Redistributions of source code must retain the above copyright notice, this list of conditions and the following disclaimer. Redistributions in binary form must reproduce the above copyright notice, this list of conditions and the following disclaimer in the documentation provided with the distribution.

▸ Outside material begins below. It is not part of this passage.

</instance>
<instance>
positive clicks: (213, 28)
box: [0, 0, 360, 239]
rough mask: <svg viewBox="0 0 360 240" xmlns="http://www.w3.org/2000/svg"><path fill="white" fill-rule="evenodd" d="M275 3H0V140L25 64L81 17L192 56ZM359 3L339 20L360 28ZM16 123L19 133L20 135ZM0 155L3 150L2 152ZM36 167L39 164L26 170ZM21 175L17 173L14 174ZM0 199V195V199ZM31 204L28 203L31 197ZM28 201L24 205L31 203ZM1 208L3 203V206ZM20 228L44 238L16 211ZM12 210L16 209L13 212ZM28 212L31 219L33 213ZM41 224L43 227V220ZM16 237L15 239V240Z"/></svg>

This software is provided by the authors "as is" and any express or implied warranties, including, but not limited to, the implied warranties of merchantability and fitness for a particular purpose are disclaimed. In no event shall the authors be liable for any direct, indirect, incidental, special, exemplary, or consequential damages (including, but not limited to, procurement of substitute goods or services; loss of use, data, or profits; or business interruption) however caused and on any theory of liability, whether in contract, strict liability, or tort (including negligence or otherwise) arising in any way out of the use of this software, even if advised of the possibility of such damage.

Acknowledgement

This work was supported by the EU Horizon Europe and Horizon 2020 programmes under grant agreements 101070190 AI4TRUST and 951911 AI4Media, respectively.

About

Code, model and data for our paper: K. Tsigos, E. Apostolidis, S. Baxevanakis, S. Papadopoulos, V. Mezaris, "Towards Quantitative Evaluation of Explainable AI Methods for Deepfake Detection", Proc. ACM Int. Workshop on Multimedia AI against Disinformation (MAD’24) at the ACM Int. Conf. on Multimedia Retrieval (ICMR’24), Thailand, June 2024.